Xantara - Monday, July 22nd, 2019; 5;46pm
I had spent the whole day in a daze, trying to avoid the many curious gazes that had followed me throughout all of my classes. I once would have thought it impossible to draw any more attention to myself than I already had at ShadowWood, but it seemed everyone could not resist at least a glance my way. Were rumors spreading? I wondered. Were students - maybe even the guards - sharing some awful lie about me? About all of us?
And then another thought came to me, followed by a wave of horror that erased everything else. What if they knew? What if they could feel the weight of our future; what if they could feel the power the Gods allowed us to possess, growing stronger as the time we may need to use it came near?
That worry and countless more plagued my mind and I had been unable to focus on anything else. After my last class had ended, I had practically run to the library and then to my room. Once I was alone, I sat down on the old couch with a frozen dinner and nibbled at it while I stared at the blank television screen.
For a while, I sat in silence, sometimes glancing around the room, but not really seeing anything. In the stillness of my surroundings, my thoughts were crystal clear. It had been two weeks since Melany had arrived at ShadowWood, and those two weeks had seemed to drag on for eternity as similarly as it had gone by much too fast. Before she had come, the answers to our countless questions - which had all really boiled down to one, what the hell was happening here - had come few and far between. Sometimes a couple of months would pass without anything new coming from our meetings down in the basement. But, now, not a day went by without the already torn fabric of my reality being picked at.

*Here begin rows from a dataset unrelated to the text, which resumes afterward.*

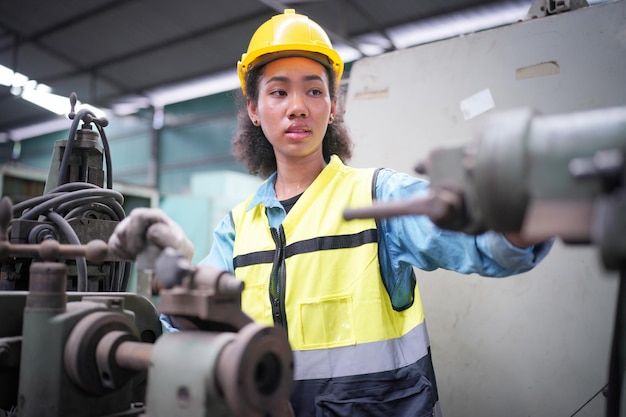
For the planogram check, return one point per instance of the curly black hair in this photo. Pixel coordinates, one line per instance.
(251, 147)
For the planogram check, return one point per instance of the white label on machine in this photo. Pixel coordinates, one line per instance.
(477, 104)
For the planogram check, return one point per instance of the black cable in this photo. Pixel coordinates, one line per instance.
(70, 234)
(617, 361)
(50, 204)
(107, 156)
(68, 145)
(589, 400)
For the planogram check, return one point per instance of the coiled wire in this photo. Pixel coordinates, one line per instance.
(77, 200)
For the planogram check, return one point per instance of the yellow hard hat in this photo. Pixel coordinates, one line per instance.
(289, 34)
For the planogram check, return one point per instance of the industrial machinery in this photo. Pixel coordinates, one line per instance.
(540, 176)
(74, 343)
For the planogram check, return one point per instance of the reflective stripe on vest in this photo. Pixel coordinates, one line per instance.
(365, 358)
(335, 299)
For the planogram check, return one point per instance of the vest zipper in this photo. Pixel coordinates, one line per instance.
(278, 279)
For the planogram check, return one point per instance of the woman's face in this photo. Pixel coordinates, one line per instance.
(294, 106)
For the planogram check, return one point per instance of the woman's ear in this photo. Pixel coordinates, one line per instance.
(252, 110)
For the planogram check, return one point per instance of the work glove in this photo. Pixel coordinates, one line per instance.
(147, 231)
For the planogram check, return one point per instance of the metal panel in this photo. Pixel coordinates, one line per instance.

It was as if we had only been pushing the ball - Melany had sent it rolling. Now it was all happening terribly fast. Sitting alone, in the quiet, I was more afraid than I had ever been. What if I can't handle it? I thought worriedly. What if none of us can?
A knock on the door startled me out of the panicked daze I had fallen into.
For a moment, I only stared dumbly at the dull brass doorknob, waiting for my visitor to try it. The coppery taste of fear flooded my mouth. My heart pounded erratically.
"Open the door, Xantara," Calypso's voice called from the other side of the door. "It's just me."
I stood up instantly. I was relieved, but that was drowned out by the desire to listen to her. I had to open the door and see the beautiful woman just outside of it. There was no force in the universe that I could imagine existed that was able to stop that longing.
Calypso came inside and locked the door behind her. Like it always did, her presence stunned me; it left my mind blank except for thoughts of her, and caused goosebumps to erupt all over my skin. She stood still for a moment, appraising me with her lovely eyes as I gawked at her. It was like she knew anything she said would land on momentarily deaf ears.
As the initial shock of seeing her died down, she sat down on the couch in front of my abandoned dinner and gestured for me to join her. I obeyed without thought.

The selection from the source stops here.